Canada’s manufacturing sector faces the biggest risk should Trump push forward on imposing broad tariffs, said Canadian Manufacturers and Exporters president and CEO Dennis Darby. He said the sector is the “most trade-exposed” within Canada.

“It’s in the U.S.’s best interest, it’s in our best interest, but most importantly for consumers across North America, that we’re able to trade goods, materials, ingredients, as we have under the trade agreements,” Darby said in an interview.

“It’s a more complex or complicated outcome than it would have been with the Democrats, but we’ve had to deal with this before and we’re going to do our best to deal with it again.”

American economists have also warned Trump’s plan could cause inflation and possibly a recession, which could have ripple effects in Canada.

It’s consumers who will ultimately feel the burden of any inflationary effect caused by broad tariffs, said Darby.

“A tariff tends to raise costs, and it ultimately raises prices, so that’s something that we have to be prepared for,” he said.

“It could tilt production mandates. A tariff makes goods more expensive, but on the same token, it also will make inputs for the U.S. more expensive.”

A report last month by TD economist Marc Ercolao said research shows a full-scale implementation of Trump’s tariff plan could lead to a near-five per cent reduction in Canadian export volumes to the U.S. by early-2027, relative to current baseline forecasts.

Retaliation by Canada would also increase costs for domestic producers, and push import volumes lower in the process.

“Slowing import activity mitigates some of the negative net trade impact on total GDP enough to avoid a technical recession, but still produces a period of extended stagnation through 2025 and 2026,” Ercolao said.

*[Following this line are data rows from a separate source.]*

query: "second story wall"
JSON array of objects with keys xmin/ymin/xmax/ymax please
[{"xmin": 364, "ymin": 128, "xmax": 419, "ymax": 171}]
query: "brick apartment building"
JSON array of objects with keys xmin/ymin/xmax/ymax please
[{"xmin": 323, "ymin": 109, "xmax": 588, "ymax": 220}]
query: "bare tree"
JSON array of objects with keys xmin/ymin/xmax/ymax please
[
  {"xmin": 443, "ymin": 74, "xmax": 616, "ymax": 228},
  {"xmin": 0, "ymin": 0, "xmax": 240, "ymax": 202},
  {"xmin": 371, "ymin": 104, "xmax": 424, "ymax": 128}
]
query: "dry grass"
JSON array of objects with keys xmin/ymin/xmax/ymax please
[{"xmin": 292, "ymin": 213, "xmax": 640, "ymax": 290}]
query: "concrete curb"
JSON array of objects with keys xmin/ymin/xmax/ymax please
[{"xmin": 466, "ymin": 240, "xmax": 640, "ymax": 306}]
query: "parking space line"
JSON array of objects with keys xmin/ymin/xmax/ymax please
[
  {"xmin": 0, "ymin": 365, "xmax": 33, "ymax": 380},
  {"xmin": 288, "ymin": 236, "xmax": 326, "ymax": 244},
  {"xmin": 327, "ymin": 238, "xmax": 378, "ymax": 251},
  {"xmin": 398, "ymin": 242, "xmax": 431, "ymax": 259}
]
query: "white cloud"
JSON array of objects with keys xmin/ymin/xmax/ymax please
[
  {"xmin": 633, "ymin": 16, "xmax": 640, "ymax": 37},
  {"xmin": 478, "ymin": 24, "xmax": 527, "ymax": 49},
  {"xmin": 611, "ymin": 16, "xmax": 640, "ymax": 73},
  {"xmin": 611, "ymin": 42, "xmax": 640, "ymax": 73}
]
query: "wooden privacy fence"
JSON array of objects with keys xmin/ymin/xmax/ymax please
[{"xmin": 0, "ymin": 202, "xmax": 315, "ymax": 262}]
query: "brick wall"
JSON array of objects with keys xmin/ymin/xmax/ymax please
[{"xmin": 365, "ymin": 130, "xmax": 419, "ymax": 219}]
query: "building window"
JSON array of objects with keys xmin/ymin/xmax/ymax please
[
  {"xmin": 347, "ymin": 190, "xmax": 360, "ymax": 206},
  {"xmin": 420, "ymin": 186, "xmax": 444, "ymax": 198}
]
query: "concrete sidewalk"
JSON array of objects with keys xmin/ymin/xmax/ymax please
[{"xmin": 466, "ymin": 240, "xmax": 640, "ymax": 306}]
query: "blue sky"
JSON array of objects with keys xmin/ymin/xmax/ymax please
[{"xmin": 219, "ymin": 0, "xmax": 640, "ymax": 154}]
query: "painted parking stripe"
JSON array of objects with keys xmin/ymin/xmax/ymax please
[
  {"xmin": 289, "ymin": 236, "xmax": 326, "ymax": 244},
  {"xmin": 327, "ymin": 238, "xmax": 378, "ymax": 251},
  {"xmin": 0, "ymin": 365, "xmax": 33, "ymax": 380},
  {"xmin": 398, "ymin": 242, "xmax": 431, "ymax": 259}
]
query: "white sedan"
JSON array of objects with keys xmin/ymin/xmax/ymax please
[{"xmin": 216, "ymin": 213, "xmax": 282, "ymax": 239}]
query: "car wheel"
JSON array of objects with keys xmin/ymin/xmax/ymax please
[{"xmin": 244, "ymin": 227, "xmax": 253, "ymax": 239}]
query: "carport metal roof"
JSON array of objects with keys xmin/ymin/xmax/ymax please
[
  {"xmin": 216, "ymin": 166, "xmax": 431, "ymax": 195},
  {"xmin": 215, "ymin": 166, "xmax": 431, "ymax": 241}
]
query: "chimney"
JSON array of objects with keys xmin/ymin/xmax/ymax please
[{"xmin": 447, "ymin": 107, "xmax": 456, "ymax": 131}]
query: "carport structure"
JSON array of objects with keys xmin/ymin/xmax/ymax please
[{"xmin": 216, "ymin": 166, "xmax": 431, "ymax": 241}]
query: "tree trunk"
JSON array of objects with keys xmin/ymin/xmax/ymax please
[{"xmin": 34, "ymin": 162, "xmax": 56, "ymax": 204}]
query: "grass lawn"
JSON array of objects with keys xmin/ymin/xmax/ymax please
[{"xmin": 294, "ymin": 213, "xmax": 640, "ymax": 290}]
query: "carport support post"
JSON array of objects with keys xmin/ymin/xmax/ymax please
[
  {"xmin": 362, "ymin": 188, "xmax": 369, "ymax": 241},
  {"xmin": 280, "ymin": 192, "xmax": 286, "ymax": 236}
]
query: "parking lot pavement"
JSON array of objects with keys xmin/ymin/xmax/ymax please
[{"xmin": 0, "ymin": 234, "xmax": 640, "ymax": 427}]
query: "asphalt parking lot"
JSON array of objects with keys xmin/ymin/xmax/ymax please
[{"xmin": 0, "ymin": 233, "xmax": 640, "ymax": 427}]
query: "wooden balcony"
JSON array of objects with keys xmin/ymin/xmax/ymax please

Since the Canada-United States-Mexico Agreement came into effect in 2020, trade between Canada and the U.S. has surged by 46 per cent, according to the Toronto Region Board of Trade.

With that deal is up for review in 2026, Canadian Chamber of Commerce president and CEO Candace Laing said the Canadian government “must collaborate effectively with the Trump administration to preserve and strengthen our bilateral economic partnership.”

“With an impressive $3.6 billion in daily trade, Canada and the United States are each other’s closest international partners. The secure and efficient flow of goods and people across our border … remains essential for the economies of both countries,” she said in a statement.

“By resisting tariffs and trade barriers that will only raise prices and hurt consumers in both countries, Canada and the United States can strengthen resilient cross-border supply chains that enhance our shared economic security.”